2022-10-26T17:07:17.898754795Z Traceback (most recent call last):
2022-10-26T17:07:17.898777281Z File "verify_rapids_dask.py", line 1, in <module>
2022-10-26T17:07:17.898784606Z import cudf
2022-10-26T17:07:17.898792677Z File "/opt/conda/default/lib/python3.8/site-packages/cudf/__init__.py", line 5, in <module>
2022-10-26T17:07:17.898800120Z validate_setup()
2022-10-26T17:07:17.898807795Z File "/opt/conda/default/lib/python3.8/site-packages/cudf/utils/gpu_utils.py", line 20, in validate_setup
2022-10-26T17:07:17.898815406Z from rmm._cuda.gpu import (
2022-10-26T17:07:17.898822504Z File "/opt/conda/default/lib/python3.8/site-packages/rmm/__init__.py", line 16, in <module>
2022-10-26T17:07:17.898829592Z from rmm import mr
2022-10-26T17:07:17.898836858Z File "/opt/conda/default/lib/python3.8/site-packages/rmm/mr.py", line 14, in <module>
2022-10-26T17:07:17.898843973Z from rmm._lib.memory_resource import (
2022-10-26T17:07:17.898851286Z File "/opt/conda/default/lib/python3.8/site-packages/rmm/_lib/__init__.py", line 15, in <module>
2022-10-26T17:07:17.898858783Z from .device_buffer import DeviceBuffer
2022-10-26T17:07:17.898866026Z File "device_buffer.pyx", line 1, in init rmm._lib.device_buffer
2022-10-26T17:07:17.898873438Z TypeError: C function cuda.ccudart.cudaStreamSynchronize has wrong signature (expected __pyx_t_4cuda_7ccudart_cudaError_t (__pyx_t_4cuda_7ccudart_cudaStream_t), got cudaError_t (cudaStream_t))
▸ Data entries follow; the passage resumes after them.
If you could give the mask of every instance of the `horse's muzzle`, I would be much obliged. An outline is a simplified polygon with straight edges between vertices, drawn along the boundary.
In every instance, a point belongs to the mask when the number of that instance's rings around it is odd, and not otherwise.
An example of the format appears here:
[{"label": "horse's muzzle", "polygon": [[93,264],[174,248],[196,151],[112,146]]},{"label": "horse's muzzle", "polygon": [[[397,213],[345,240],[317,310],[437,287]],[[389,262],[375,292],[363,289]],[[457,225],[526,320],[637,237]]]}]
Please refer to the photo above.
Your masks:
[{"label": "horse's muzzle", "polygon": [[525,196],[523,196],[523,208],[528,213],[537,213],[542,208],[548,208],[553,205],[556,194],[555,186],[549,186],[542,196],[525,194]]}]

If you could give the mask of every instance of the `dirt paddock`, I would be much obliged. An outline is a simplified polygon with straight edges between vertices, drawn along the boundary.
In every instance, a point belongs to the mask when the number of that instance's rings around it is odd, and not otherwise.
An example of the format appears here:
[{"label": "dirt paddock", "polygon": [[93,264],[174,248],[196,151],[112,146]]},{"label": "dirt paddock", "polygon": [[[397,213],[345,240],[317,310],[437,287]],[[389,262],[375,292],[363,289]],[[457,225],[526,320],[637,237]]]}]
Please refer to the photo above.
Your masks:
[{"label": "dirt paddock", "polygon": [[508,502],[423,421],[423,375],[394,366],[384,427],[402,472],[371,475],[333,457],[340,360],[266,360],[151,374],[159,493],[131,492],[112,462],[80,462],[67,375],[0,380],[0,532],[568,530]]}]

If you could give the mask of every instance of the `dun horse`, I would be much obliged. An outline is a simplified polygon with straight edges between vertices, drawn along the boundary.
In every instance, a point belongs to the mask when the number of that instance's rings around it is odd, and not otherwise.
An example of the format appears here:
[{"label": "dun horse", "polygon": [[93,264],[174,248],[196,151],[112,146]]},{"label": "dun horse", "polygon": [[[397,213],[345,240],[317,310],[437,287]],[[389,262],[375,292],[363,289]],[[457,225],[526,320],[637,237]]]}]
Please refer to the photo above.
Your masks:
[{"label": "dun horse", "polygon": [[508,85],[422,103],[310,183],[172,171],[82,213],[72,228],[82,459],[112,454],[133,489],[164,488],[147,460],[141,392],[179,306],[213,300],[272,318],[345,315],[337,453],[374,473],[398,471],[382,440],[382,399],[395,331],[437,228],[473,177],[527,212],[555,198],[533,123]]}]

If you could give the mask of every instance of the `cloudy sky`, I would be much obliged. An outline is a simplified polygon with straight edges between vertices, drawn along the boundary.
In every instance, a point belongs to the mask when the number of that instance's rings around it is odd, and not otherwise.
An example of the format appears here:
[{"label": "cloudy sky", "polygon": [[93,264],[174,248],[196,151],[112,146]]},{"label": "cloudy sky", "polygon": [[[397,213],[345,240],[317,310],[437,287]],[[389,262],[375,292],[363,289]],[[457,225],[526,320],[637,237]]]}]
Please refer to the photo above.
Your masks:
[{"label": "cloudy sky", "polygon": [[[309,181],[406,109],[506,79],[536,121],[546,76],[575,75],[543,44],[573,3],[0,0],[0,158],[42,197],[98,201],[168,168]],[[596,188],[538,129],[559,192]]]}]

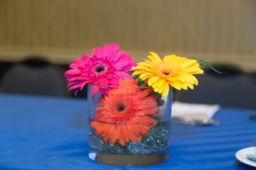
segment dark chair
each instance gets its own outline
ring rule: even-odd
[[[15,65],[4,73],[0,92],[61,97],[66,95],[66,87],[54,65],[32,58]]]
[[[218,104],[224,107],[256,109],[256,85],[236,66],[215,65],[223,74],[207,71],[198,76],[199,86],[194,90],[180,91],[177,99],[182,102]]]

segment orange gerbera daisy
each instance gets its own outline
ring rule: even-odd
[[[149,90],[137,86],[134,81],[121,79],[117,89],[109,91],[108,96],[99,101],[96,116],[90,126],[96,135],[101,135],[104,142],[113,144],[116,141],[125,145],[130,140],[141,142],[142,135],[147,136],[157,116],[157,103]]]

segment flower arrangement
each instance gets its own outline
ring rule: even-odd
[[[119,48],[116,43],[96,47],[91,56],[75,60],[65,73],[69,90],[89,86],[90,152],[166,156],[172,88],[193,89],[198,85],[194,75],[203,70],[194,59],[172,54],[161,60],[153,52],[136,63]]]

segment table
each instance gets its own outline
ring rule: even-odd
[[[87,157],[86,100],[0,94],[0,169],[243,169],[236,150],[252,146],[250,110],[223,108],[218,126],[172,126],[171,159],[112,167]]]

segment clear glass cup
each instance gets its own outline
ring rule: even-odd
[[[87,93],[90,159],[125,166],[166,161],[172,89],[164,99],[148,87],[108,87],[108,94],[92,93],[98,88],[91,85]]]

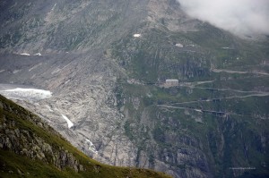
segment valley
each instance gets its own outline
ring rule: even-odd
[[[0,4],[0,94],[89,157],[178,178],[268,175],[268,37],[176,0]]]

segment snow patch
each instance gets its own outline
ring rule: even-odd
[[[134,34],[134,37],[135,37],[135,38],[141,37],[141,34],[135,33],[135,34]]]
[[[52,93],[49,90],[37,89],[16,88],[13,89],[0,90],[0,93],[8,98],[22,100],[40,100],[52,97]]]
[[[98,154],[98,151],[96,150],[93,143],[89,139],[86,139],[86,141],[90,144],[89,150],[92,151],[94,154]]]
[[[37,54],[35,54],[34,55],[41,55],[41,54],[40,53],[37,53]]]
[[[48,105],[46,105],[45,106],[48,109],[48,111],[53,112],[53,110],[51,109],[51,107]]]
[[[176,47],[183,47],[183,45],[181,43],[177,43]]]
[[[64,114],[62,114],[63,118],[66,121],[68,128],[74,127],[74,123]]]

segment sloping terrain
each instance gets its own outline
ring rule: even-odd
[[[87,155],[175,177],[268,175],[268,37],[239,38],[176,0],[0,4],[0,82],[50,90],[16,102]]]
[[[87,157],[40,118],[0,96],[1,177],[169,177]]]

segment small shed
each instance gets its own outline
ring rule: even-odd
[[[167,79],[165,81],[165,85],[167,87],[174,87],[174,86],[178,86],[179,82],[178,79]]]

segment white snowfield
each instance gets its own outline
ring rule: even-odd
[[[22,88],[0,90],[0,94],[8,98],[22,100],[41,100],[52,97],[52,93],[49,90]]]
[[[89,150],[92,151],[94,154],[98,154],[98,151],[95,149],[95,147],[92,144],[92,142],[89,139],[86,139],[86,141],[90,143]]]
[[[68,119],[68,117],[66,117],[66,116],[64,115],[64,114],[62,114],[62,116],[63,116],[63,118],[66,121],[69,129],[72,128],[72,127],[74,127],[74,123],[72,123],[72,122]]]

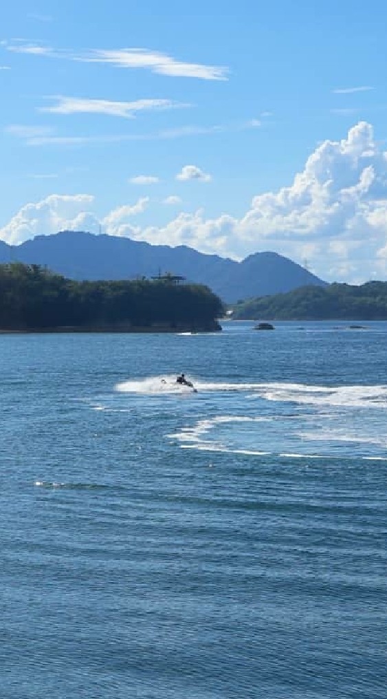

Error 2 Can we add bigger sized PD's while creating the cluster instead of using the default disk size ?
1/1 local-dirs usable space is below configured utilization percentage/no more usable space [ /hadoop/yarn/nm-local-dir : used space above threshold of 90.0% ] ; 1/1 log-dirs usable space is below configured utilization percentage/no more usable space [ /var/log/hadoop-yarn/userlogs : used space above threshold of 90.0%
** Error 3 **
For Ubuntu I am seeing the below error
ExpiredTokenRemover received java.lang.InterruptedException: sleep interrupted
I found this link which is for Ubuntu 16.04 and not the version we are using but it points to ubuntu killing the process when running jobs in standalone mode. Can we instantiate the spark-shell to use yarn instead of standalone mode and see if this error gets resolved ?
This change has been pulled into #1018, so this is no longer necessary.